The talks come on the heels of a report that George has told the Pacers he will not be returning to the team in 2018 when he reaches free agency. Instead, Indiana has quickly moved to deal George while it still can, shopping him around the league with the hopes of getting a deal done sooner than later, according to ESPN’s Zach Lowe.
It was Indiana that reached out to Cleveland, not the other way around, which might make a slight difference. But the point is they’re talking.
Ever since the Cavaliers lost in the 2017 finals — and well before that, to be honest — there have been rumors and demands that Cleveland trades for George. The 27-year-old forward is versatile defensively and has carried the offensive load for Indiana for years now.
However, George is also reportedly dead set on going to the Los Angeles Lakers in 2018, something any team interested in trading for him — specifically Cleveland, in this case — must manage.
The two players whom Indiana is reportedly interested in are Kevin Love or Kyrie Irving, and right now, it doesn’t look like the team would make that trade for any price cheaper than that. That leaves Cleveland in a tricky situation.
Why Cleveland might hold off from making the trade
If George really wants to join the Lakers, and if he won’t take any other options, then the Cavaliers might lose him in 2018 as well as LeBron James. Rumors are already going around that James would consider leaving Cleveland when he also hits free agency in 2018, and one of the teams rumored is ... the Lakers. If the Cavaliers trade Love or Irving and George doesn’t want to return to Cleveland, then James is probably gone as well. If you keep the status quo, though, at least Love and Irving both are under contract through the next year.
That’s a hell of a gamble to make when the question is, “Can we re-sign LeBron James?”
Why Cleveland should trade for George anyway
George is exactly the type of player that the Cavaliers need. He’s a 6’9 two-way superstar, capable of playing sensational basketball on both ends. He has the versatility to guard any number of players, and his offense could be even better (or at least more efficient) if he’s no longer asked to be the primary option.
It’s exactly the skill set the Cavaliers need to have a chance against their only real opponent right now, Golden State.
Sure, George may want to go to the Lakers now, but that’s before the Cavaliers make what is likely to be a finals run in 2018 if they make this trade.

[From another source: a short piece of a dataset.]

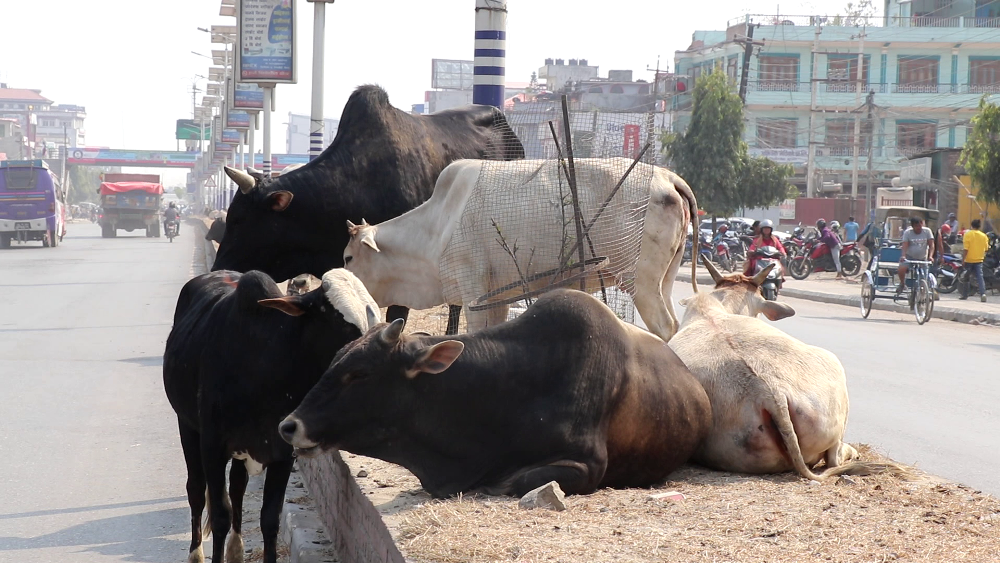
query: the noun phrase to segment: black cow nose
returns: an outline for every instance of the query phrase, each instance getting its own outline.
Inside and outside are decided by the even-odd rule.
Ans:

It’s before George likely experiences the deepest playoff push of his career and remembers what it was like to battle it out in the Eastern Conference Finals, as he did several seasons ago against James.
That’s the question Cleveland faces: Do they care more about doing everything they can to retain James, or do they want to double down on creating another superteam that can challenge Golden State at the risk that it might all break apart?
It’s possible that if the Cavaliers wait long enough, they can get Indiana to lower the asking price. Love is probably an expendable piece when getting George back in return, but he’s still extremely valuable. In response to the Warriors’ superteam, the Cavaliers would love to add George without losing any of their Big Three. It seems unlikely to happen, especially since someone would probably trump an offer that’s, say, Iman Shumpert and Channing Frye plus future first-round picks the Cavaliers don’t really have.
But if Indiana would accept something like that out of desperation, then Cleveland would have to take that in a heartbeat.
The likelihood George goes to Cleveland
Let’s say there’s a 3/10 chance this happens.
There are two huge problems. The first is that Cleveland general manager David Griffin’s contract expires at the end of June, so the Cavaliers front office that is responsible for making this potential deal happen is actually in minor chaos. At the very least, they really aren’t sure what’s going to happen next, and that has to make their jobs slightly more difficult.
It seems like Cleveland is committed to Love and Irving for now given George’s unwillingness to re-sign in 2018, at least right now. If the Cavaliers can get a better sense for George and their ability to convince him to stay with their winning culture, then that might change. If Indiana lowers its offer, that might change. If LeBron James steps in asking specifically for the George trade to happen, it probably will. If none of those three things occurs, it feels like — at least right now — Cleveland is going to stay put.
Whatever happens, it appears we’re barreling toward a resolution at full speed.